Acquacotta, a minestronelike soup topped with toast and a soft-cooked egg, and the cauliflower sformatino, a custard with intense cauliflower flavor, are both “great” reports Robert Lauriston.

bigchowfun tried the pizza funghi (“crisp, charred crust, very flavorful, with a touch of truffle oil”), pasta with sugo (“luscious slow-cooked pork/beef”), and bollito with salsa verde (“melt-in-your-mouth beef”).

And the dessert of caramelized pear with vin santo sauce and whipped cream is “heavenly,” says bigchowfun, who adds that the wine list is “totally Italian but reasonably priced.”

The small plates, such as spinach with garlic and chile, and creamy fagioli beans, went down well with megek, who also likes having the option of ordering wine in half glasses and half carafes.

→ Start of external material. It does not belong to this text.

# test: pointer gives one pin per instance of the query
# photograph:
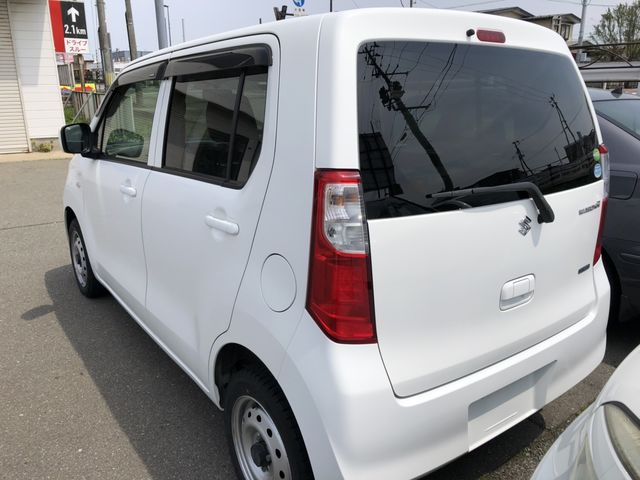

Layout-wise, the restaurant has an open kitchen with a counter, a bar area, and a large, communal table, which could prove useful, since Corso doesn’t take reservations, notes bigchowfun.

Corso [East Bay]
1786 Shattuck Avenue, Berkeley
510-704-8004

Board Links: Corso (Berkeley)
rivoli on shattuck?

Two New Indian Restaurants in SF

San Francisco dosa-lovers, take note: Udupi Palace has opened on Valencia Street. The rava masala dosa is nice and crisp, says nuttie_cat, while the mysore masala dosa has a layer of tangy chutney inside. The potato fillings in both are tasty, if not quite spicy enough.

The vada was also nice and crisp, continues nuttie_cat, but the idly was a bit dry. Still, based on an excellent spinach masala dosa, jpancake gives this location the edge over the small chain’s Berkeley branch, and says it’s a welcome addition to San Francisco given the “bland and overpriced” food on offer at nearby Dosa, which also specializes in South Indian cuisine.

Prices at this Udupi Palace seem about a dollar higher than the one in Sunnyvale, reports nuttie_cat, with dosas mostly $7.75, uthappams $6.75, and combos of dosa or uthappam with idly and vada $9.75.

It’s clean, and folks are friendly, according to nuttie_cat, but the hours are a little, well, unpredictable in these early days, says jpancake.

Also new in town is Kasa in the Castro, reports osho. It specializes in the kati roll, a sort of Indian burrito (also known as a frankie), and fillings include lamb curry, aloo jeera (sautéed cumin potatoes), or chicken tikka, all wrapped in a flaky roti.

The grass-fed lamb is outstanding, says osho, and the curry sauce is great on its own for dipping. The chicken tikka, however, was a bit dry and underspiced. On the side you get a mixed salad and some raita. Two rolls cost $8.95.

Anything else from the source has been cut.